Bien faire les choses


En arrivant à Vingrau, il y a un peu plus de quinze ans maintenant, j’ai beaucoup parlé avec les vieux vignerons du village. ils m’ont beaucoup appris et apporté, beaucoup se sont éteints depuis ce temps là mais leur souvenir et leurs bienfaits sont en moi. Ceux qui me lisent depuis longtemps savent que j’aime dire que ma philosophie à la vigne, celle que j’essaie d’appliquer, c’est ce que j’appelle la règle des 3V, les Vieux du Village de Vingrau. Pas de croyances mystiques, pas d’idées reçues, de l’observation, de la mobilité, du genre «action/réaction» si vous voyez ce que je veux dire. Pas de grands principes gravés dans le marbre non plus, mais du bon sens, pratique et sain. Et une règle d’or : une bonne vigne voit son maître tous les jours…

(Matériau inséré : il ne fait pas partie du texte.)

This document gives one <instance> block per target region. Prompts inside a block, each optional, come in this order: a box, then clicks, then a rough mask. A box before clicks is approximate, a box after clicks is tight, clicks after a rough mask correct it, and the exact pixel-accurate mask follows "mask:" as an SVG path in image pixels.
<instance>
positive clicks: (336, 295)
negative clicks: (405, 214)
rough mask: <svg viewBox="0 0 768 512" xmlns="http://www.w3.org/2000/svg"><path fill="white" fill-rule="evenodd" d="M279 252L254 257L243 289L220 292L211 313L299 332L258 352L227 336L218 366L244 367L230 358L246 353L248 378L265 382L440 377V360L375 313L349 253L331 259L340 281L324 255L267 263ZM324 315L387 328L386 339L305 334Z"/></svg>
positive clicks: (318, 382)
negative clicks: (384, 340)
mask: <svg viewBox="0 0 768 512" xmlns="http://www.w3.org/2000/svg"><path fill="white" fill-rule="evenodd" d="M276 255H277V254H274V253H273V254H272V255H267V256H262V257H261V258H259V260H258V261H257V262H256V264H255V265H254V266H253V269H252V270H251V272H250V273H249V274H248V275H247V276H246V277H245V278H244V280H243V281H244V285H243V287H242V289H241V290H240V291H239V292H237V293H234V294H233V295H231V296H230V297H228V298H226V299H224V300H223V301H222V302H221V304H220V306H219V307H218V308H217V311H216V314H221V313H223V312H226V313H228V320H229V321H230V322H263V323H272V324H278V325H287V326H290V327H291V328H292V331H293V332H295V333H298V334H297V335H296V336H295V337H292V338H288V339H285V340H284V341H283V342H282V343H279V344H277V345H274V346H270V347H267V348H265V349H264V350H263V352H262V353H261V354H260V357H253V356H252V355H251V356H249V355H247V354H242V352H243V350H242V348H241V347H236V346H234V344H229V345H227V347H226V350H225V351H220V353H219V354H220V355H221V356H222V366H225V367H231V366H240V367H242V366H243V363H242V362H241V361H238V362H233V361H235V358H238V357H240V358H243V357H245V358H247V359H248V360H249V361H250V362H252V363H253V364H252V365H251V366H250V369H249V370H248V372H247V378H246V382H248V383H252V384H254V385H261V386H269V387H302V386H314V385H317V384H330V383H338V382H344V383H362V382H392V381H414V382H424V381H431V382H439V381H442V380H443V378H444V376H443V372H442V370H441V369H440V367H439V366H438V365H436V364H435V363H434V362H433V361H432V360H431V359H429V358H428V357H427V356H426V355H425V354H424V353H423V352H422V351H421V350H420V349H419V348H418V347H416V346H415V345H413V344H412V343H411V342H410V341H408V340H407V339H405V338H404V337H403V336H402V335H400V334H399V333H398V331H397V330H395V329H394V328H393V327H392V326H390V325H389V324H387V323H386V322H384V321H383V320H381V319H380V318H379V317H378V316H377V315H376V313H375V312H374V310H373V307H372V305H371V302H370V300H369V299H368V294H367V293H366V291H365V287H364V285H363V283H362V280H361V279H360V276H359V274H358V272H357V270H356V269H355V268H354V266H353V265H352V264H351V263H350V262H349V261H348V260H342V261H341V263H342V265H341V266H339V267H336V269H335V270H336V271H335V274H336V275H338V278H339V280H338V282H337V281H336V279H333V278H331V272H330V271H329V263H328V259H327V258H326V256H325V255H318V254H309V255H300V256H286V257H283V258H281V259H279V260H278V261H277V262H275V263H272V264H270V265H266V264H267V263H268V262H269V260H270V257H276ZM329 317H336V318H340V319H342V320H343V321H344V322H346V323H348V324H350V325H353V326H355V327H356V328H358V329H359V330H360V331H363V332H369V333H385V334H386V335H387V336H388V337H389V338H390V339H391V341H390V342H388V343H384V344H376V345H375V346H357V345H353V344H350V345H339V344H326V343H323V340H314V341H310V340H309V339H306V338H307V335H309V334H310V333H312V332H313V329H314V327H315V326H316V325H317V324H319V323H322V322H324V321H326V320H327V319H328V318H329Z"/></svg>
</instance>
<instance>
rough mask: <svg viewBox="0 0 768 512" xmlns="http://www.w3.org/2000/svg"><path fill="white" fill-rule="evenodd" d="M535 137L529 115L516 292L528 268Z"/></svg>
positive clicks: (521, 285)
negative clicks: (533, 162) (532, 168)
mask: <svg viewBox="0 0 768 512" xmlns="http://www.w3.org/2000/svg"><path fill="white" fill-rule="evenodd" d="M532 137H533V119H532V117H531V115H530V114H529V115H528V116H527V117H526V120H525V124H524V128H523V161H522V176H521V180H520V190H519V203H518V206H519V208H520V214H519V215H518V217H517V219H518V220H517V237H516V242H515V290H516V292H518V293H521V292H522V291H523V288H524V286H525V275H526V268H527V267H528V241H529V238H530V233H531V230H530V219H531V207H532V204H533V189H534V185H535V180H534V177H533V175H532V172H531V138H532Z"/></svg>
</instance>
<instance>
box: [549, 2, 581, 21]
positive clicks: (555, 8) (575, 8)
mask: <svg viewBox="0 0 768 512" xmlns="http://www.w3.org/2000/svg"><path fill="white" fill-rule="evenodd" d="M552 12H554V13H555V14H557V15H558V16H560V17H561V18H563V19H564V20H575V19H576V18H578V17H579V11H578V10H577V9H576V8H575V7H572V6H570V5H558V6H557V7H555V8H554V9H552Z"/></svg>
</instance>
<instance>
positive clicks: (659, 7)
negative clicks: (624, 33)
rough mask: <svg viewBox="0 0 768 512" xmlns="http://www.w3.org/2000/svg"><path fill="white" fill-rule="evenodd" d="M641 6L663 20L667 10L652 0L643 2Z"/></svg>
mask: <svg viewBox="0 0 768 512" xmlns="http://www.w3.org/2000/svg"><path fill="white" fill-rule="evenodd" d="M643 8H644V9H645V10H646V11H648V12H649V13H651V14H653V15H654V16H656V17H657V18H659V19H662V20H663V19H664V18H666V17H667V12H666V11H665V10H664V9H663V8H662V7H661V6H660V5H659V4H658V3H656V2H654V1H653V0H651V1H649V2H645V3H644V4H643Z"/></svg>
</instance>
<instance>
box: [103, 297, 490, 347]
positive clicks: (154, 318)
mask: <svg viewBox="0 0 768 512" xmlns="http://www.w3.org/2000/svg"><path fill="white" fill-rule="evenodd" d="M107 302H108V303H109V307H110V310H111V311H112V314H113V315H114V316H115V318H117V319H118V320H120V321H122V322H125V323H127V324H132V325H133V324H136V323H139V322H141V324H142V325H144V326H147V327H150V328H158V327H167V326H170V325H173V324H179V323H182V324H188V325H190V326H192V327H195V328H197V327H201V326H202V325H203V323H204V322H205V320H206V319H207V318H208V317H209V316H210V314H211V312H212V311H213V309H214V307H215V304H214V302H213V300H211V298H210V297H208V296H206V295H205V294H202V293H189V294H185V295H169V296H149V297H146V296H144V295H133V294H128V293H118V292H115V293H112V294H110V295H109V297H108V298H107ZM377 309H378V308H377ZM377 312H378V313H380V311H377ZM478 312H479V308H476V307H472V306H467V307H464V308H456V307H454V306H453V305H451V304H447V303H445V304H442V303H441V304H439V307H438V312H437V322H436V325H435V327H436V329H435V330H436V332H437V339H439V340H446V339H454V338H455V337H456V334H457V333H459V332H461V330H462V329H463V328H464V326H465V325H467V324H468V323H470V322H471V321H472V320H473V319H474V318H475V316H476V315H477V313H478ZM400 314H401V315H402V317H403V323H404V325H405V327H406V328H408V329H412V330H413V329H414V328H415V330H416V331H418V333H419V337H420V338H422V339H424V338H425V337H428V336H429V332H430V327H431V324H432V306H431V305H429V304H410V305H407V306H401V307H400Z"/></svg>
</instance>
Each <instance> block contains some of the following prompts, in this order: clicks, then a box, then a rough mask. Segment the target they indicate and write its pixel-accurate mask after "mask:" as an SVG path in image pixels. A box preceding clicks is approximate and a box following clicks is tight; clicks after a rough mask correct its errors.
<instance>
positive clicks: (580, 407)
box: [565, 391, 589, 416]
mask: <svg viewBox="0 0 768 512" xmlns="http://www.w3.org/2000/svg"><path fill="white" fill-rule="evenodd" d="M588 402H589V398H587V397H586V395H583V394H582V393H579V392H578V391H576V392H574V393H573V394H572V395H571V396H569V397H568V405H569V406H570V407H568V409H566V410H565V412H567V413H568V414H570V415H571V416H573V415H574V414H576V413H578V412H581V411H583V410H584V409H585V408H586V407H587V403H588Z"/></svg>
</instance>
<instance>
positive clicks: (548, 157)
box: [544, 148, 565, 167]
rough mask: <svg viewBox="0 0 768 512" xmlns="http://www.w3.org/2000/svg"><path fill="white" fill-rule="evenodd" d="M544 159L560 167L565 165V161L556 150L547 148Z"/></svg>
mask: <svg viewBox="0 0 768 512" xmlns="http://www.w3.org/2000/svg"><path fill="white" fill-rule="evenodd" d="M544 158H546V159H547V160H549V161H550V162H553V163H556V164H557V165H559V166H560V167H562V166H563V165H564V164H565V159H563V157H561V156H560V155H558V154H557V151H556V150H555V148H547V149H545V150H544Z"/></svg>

Au début, je me demandais pourquoi ils plantaient si peu et si rarement. Le vigneron «de souche», à Vingrau, était individualiste dans l’âme, patron dans ses vignes, seul à assumer ses choix, les risques et les difficultés, seul à en recevoir aussi les mérites, les simples, à la grande époque où la «coopé» fonctionnait, ceux d’une abondante récolte et d’un fort degré. De quoi vivre de son labeur, en somme, libre.

J’ai planté, souvent, parfois beaucoup et maintenant, je peux dire «je sais». Je sais que malgré plus de moyens, plus de mains, plus de matériel et bien, si je veux BIEN planter, bien droit, avec de belles tournières, des vignes qui seront bien enracinées, bien formées, bien nées, et bien je ne dois guère faire plus d’un hectare, voire moins. Bref je sais qu’ils avaient raison.

Bien reposer et préparer les sols, bien raisonner l’amendement, bien aplanir, bien enlever les cailloux, bien tracer en respectant chez nous pentes et devers, préparer les bons plans chez le bon pépiniériste, bien tracer en prenant le le temps de réfléchir voire de recommencer, planter nous même, dans le sens de la Tramontane, bien droit et bien aligné, avoir le temps d’implanter les tuteurs, le palissage, quand il faut le faire. Tout cela prend du temps et de l’amour et il vaut mieux donner beaucoup d’amour à une petite parcelle que la même dose à une grande : la vigne le ressent mieux, plus fort et pour plus longtemps.

Je réfléchissais à cela samedi, en donnant un coup de main à l’arrosage d’un petit bout de grenache blanc planté sur un coteau noir d’Espira. Cinq personnes plus un chauffeur. Deux jours. Décavaillonner à la pioche le tour de chaque jeune pied, enlever l’herbe. Ca ne se voit pas, mais il y a 100 km/h de tramontane…

Espira1

Faire une belle coupe en terre, mettre cinq litres d’eau. Et refermer, ensuite, butter, pour que le vent ne gâche pas le fête, sèche les crevasses faites par l’eau avant que les racines ne les occupent, tuant ainsi le jeune plant.

Espira3

Bien sûr, l’eau n’est pas sur place, il faut aller la chercher à 5 km… A chaque remplissage, on intervertit les piocheurs et les arroseurs. Faut varier les plaisirs. Façon de parler.

Espira2

Ce n’est que le début, bien sûr, il reste encore au moins 100 jours de travail/homme, uniquement cette année, pour arriver à bien faire les choses, dans les règles de l’art, sans excès.

Mais cette vigne, alors, me survivra sans doute, voire survivra à mes fils. Alors….

 

Un commentaire

  • Christophe Libaud
    09/06/2015 at 9:26 am

    Merci beaucoup pour cette belle illustration du « festina lente » dont vous pouvez trouver un tout aussi bel écho dans les propos de Peter Bernhard Kühn, interviewé dans l’émission Square Idée diffusée sur Arte dimanche 7 juin dernier.
    La stratégie de la modestie est une ambition éclairante.